Our sources added that dozens of herders crossed into Gambia from Senegal with hundreds of cattle, goats and sheep looking for grassland to feed their ruminants. There is no grassland left for them in Senegal and water is also scarce. Due to such conditions, they would cross into Gambia every year to look for grazing areas.
However, angry villagers told this medium that they cannot accept the arrogant behaviour of the herders who were hell-bent on threatening the natives in the bushes.
“At times they go to women’s gardens and threaten them to give water to their cattle. Their presence here is a menace to our people, especially our women who are working on their gardens”, said one furious villager.
On this particular day, a villager found cattle roaming in the graveyard and noticed that the gate of the cemetery was broken and after questioning the herders as to how and why their herds entered the cemetery, they responded aggressively and even attempted to attack the said villager with machete, not knowing that he was armed with a gun. They subdued, but before they were able to remove the animals from the cemetery, villagers were alerted and dozens rushed to the scene. That was the time they took to their heels, leaving behind the number of cattle mentioned above.
Police were alerted and a team of Police Intervention Unit (PIU) was dispatched to the scene to prevent the “Salikenninkas” from attacking the herders at their base located between the villages of Mandorry and Karantaba.

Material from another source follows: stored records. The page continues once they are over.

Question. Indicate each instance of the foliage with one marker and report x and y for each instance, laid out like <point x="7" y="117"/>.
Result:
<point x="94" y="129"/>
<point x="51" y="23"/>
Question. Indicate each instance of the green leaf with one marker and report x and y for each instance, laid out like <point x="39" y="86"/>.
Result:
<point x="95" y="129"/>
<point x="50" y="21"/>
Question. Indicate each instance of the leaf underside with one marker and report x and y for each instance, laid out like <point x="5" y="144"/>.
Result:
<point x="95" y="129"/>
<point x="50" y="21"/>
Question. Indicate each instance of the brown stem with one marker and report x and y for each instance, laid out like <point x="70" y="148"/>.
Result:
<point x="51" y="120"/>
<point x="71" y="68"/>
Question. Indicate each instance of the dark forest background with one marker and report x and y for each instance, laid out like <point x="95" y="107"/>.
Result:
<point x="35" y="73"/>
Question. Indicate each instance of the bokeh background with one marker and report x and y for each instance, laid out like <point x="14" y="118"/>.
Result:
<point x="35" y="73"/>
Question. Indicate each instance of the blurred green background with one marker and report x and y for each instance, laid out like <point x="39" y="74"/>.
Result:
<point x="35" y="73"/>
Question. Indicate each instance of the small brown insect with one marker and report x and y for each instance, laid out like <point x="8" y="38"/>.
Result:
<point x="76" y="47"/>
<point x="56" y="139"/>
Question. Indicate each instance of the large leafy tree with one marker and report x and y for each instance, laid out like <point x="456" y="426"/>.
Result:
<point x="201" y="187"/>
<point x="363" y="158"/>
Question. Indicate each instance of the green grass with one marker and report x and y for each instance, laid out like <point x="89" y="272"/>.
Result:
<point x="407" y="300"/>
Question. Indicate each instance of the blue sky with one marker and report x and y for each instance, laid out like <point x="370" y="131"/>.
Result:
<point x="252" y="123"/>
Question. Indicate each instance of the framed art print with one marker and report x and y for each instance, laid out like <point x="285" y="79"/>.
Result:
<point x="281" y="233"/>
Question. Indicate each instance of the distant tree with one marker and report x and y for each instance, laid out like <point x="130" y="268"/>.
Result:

The regional Police Commissioner Sowe was also at the scene and concurred with the people of Salikenni that a ransom should be paid. After negotiation, the Salikenni VDC agreed to seize three (3) bulls until their demands were met.
The rest of the herds were let go, while the three (3) big bulls were left with the VDC till the money is paid. Failure to pay the amount the VDC will take ownership of the bulls.
As per the Salikenni VDC rules, any animal found destroying the livelihood of the villagers or any property of the village, the owner will pay D500 per head of animal.
In a nutshell, 106 cattle amount to D53, 000, which if not paid, the herders will lose the three bulls to the VDC.
However, both the Divisional Governor Ebrima Dampha and District Chief Alhagie Jagne confirmed the incident but said they were not present at the scene. Governor Dampha directed the reporter to consult the Regional Police Chief who, he said, was at the scene of the incident.
Chief Jagne said he is aware of the presence of the Senegalese herders within his district but could not tell who host them. The District head said he had no powers to welcome the herders if they were not hosted by the villagers. He added that he believes the herders were either being hosted by Karantaba or Mandorry villagers.
“I am only aware of their presence here, but I cannot tell who host them. But I know foreigners cannot come and settle in someone’s land without permission from the land owners. It is the two Alkalou of Mandorry or Karantaba, [respectively] who lodged them. I only advised them to graze their animals on the dry grasses but cutting down tree branches will not be accepted”, said Chief Jagne.
He regretted the incident at Salikenni but assures that he will not interfere with the rules of the VDC. The Chief further said any one found violating the laws of the land by cutting down trees without authority should face the law, which he will defend.
Central Baddibou District chief recalled such incident almost occurred between the herders and villagers of Dobo but he had to intervene and ordered the herders, through the Police Chief, to leave the vicinity of Dobo as they were not welcomed by the villagers.
Police Spokesperson Superintendent Lamin Njie confirmed the incident, saying that more than a hundred cattle broke into the village cemetery thereby causing damages. Njie indicated that the Police were sent to the scene to defuse the tension.
PRO Njie stated that the matter is under investigation, and he therefore, urged the villagers and affected areas to exercise restraint as appropriate action would be taken.